The signOn() method accepts one parameter (subscriberAccount) and returns a SubscriberInfoList, which is a list of all registered subscribers. The subscriber uses the returned list to display all the participating subscribers. The signOff() and sendMessage() methods require the subscriber to pass in a subscriber name; sendMessage() also requires the message that is to be sent. Because the application uses subscriber names as keys, they must be unique. The host enforces this at registration by iterating through the list of current subscribers and rejecting a sign-on attempt for a user name that already exists.

The subscriber, on the other hand, must allow the host to update the display by exposing its interface to the host for a method call, displayMessage(). The displayMessage() method requires two parameters—the name of the sender and the message itself. Here's the IDL for the Subscriber interface.

interface Subscriber { void displayMessage(in wstring from, in wstring message); };

The Host interface above uses the class SubscriberAccount as a parameter—and that's not a primitive type. Because both host and subscriber use that type, it must be defined in the IDL as well. You use the IDL construct valuetype to represent such a class (do not confuse the IDL valuetype with the .NET valuetype—the latter is the .NET base type for primitives and structs).

CORBA valuetypes are serializable classes that can be transmitted "by value" between two communicating partners. In this case, the class is SubscriberAccount and extends the valuetype SubscriberInfo. The class contains information about a subscriber. The subscriber sends an instance of that class to the host during registration. Here's the relevant section of the IDL file



valuetype SubscriberInfo { private wstring strHobby; private wstring strName; wstring queryName(); wstring queryHobby(); }; valuetype SubscriberAccount : SubscriberInfo { private ::Chat::Subscriber subscriber; ::Chat::Subscriber queryInterface(); };

Note that, in addition to the trivial get methods, the class contains a method called queryInterface() that returns the subscriber's interface. The host needs to know this to call the method displayMessage() on the subscriber.
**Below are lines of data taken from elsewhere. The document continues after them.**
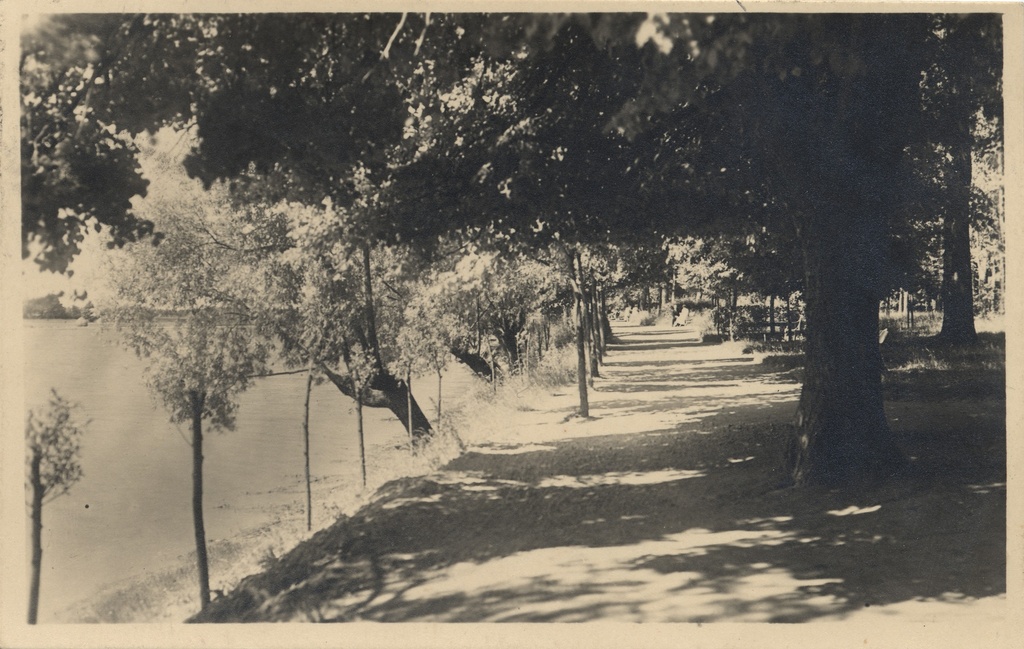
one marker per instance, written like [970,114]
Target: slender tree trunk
[438,399]
[732,314]
[842,432]
[363,443]
[409,396]
[202,561]
[788,317]
[38,491]
[305,444]
[605,325]
[580,336]
[957,289]
[588,304]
SubscriberInfo was introduced as the base value for SubscriberAccount because publishing a subscriber's interface to all the other subscribers in the chat room would create a security risk. It would not be a good idea for the signOn() method to return a list of SubscriberAccount objects.

typedef sequence <SubscriberInfo> SubscriberInfoList;

Now that the IDL is complete (see Listing 5 for the code) you can run the MiddCor IDL compiler (MCidl2cs.exe) to generate C# stub code. You must add the resulting stub file (Chat.cs) to both the host and the subscriber projects in Visual Studio.